La suspensión del ministro Alberto Pérez Dayán se fundamenta, paradójicamente, en los artículos 127 y 75 constitucionales, con lo cual admite que en los poderes Ejecutivo y Legislativo, al igual que en los organismos autónomos del Estado mexicano, nadie puede ganar más que el presidente de la República. Eso, independientemente de la Ley Federal de Remuneraciones, cuya vigencia queda en suspenso hasta determinar si es, o no, inconstitucional.
Sin embargo, la resolución del ministro también se basa en el artículo 94 constitucional, lo cual significa que el Poder Judicial queda exento de cumplir con esas disposiciones, y al menos durante 2019 habrán de mantener sus altos sueldos. ¿Qué dice el 94?: “la remuneración que perciban por sus servicios los Ministros de la Suprema Corte, los Magistrados de Circuito, los Jueces de Distrito y los Consejeros de la Judicatura Federal, así como los Magistrados Electorales, no podrá ser disminuida durante su encargo”.

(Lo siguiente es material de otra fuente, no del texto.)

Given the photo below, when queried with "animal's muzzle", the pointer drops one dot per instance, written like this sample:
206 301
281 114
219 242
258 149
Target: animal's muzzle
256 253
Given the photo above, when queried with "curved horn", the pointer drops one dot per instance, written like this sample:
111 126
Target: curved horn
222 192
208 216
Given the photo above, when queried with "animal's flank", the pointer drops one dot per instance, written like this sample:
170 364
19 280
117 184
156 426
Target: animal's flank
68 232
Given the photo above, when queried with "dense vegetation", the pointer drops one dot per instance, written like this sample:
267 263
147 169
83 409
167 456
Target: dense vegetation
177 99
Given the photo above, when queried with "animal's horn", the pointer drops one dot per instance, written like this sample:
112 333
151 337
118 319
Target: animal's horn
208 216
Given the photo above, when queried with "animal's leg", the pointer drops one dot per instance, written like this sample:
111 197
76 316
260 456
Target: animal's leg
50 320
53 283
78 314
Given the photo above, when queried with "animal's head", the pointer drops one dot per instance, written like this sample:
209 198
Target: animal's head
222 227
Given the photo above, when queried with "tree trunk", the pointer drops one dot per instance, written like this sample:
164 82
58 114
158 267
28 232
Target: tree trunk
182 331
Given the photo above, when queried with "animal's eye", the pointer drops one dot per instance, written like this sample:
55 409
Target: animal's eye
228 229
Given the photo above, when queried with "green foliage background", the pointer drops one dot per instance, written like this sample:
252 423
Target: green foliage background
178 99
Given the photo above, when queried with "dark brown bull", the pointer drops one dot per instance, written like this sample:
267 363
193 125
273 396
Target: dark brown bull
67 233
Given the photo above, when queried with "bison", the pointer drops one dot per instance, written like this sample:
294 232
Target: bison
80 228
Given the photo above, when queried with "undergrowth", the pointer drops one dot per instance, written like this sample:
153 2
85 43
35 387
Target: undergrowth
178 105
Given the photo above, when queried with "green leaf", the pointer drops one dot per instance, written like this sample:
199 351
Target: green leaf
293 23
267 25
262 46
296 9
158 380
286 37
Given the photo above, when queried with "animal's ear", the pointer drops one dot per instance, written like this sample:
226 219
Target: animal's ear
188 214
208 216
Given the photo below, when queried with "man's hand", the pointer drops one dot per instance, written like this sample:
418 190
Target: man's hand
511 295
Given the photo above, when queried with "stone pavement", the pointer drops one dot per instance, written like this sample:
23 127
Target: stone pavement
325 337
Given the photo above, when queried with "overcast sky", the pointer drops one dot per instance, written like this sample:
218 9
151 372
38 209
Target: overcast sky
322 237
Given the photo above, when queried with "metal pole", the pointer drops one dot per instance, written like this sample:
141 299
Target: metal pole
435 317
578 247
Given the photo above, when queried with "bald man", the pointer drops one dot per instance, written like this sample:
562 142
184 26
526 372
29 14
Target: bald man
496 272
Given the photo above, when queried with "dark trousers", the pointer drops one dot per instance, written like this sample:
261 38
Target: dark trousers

Es decir, la SCJN actuó como juez y parte interesada, lo cual abona a su descrédito y refuerza los argumentos de López Obrador, en el sentido de que los quejosos no defienden independencia ni autonomía, sino, simplemente, sus privilegios. En términos coloquiales, lo que hizo la corte fue: “Hágase la ley en los bueyes de mi compadre”. Ante confesión de parte, relevo de pruebas.
Aunque AMLO dijo que acatará los fallos judiciales, también advirtió que la última palabra sobre la reducción de salarios en el Poder Judicial la tendrán los diputados federales, cuando aprueben el Presupuesto de Egresos de la Federación 2019. Y precisamente esta semana la Cámara de Diputados, dominada ampliamente por Morena, ejercerá su facultad exclusiva y aprobará el presupuesto en cuestión. ¿Alguien duda a estas alturas –después del posicionamiento público de los líderes camerales de Morena—sobre el recorte que viene al Poder Judicial? ¿O la exhibición pública de sus privilegios?
La forma en la que actuará López Obrador frente a este desafío de la judicatura es previsible: los enfrentará públicamente, como ya lo hizo en el pasado, cuando era jefe de Gobierno del DF, en casos donde la ley se oponía a la justicia. O cuando las resoluciones judiciales olían a corrupción y componenda política, como fue el caso del Paraje San Juan, que a la postre resultó todo un fraude. O su propio desafuero en 2005.
¿En serio la élite judicial quiere anteponer, a la política de austeridad republicana de AMLO, el discurso de la autonomía e independencia del Poder Judicial? ¿Tan pronto olvidó que Mariano Azuela, presidente de la SCJN, acordó con el presidente Vicente Fox, en Los Pinos, el desafuero del jefe de Gobierno del DF con el propósito de eliminarlo de la boleta electoral de 2006?
López Obrador dice no ser rencoroso, pero vaya que tiene buena memoria. Después de todo, los ministros, magistrados y jueces quejosos se colocaron, solitos, en donde el presidente de la República quería tenerlos: frente a la opinión pública, defendiendo sus privilegios. En analogía beisbolera, le están tirando una bobita –bola lenta—para que AMLO la batee de jonrón.
¿Qué sigue? El descrédito mayúsculo, y creciente, de la élite judicial. Y en el futuro próximo, quizá, un Zedillazo. Es decir, una reforma profunda al Poder Judicial, como la que promovió el entonces presidente en 1995. Probablemente desaparezca la Suprema Corte de Justicia de la Nación y el Consejo de la Judicatura para dar paso a un Tribunal Constitucional. La 4-T va, y tiene prisa.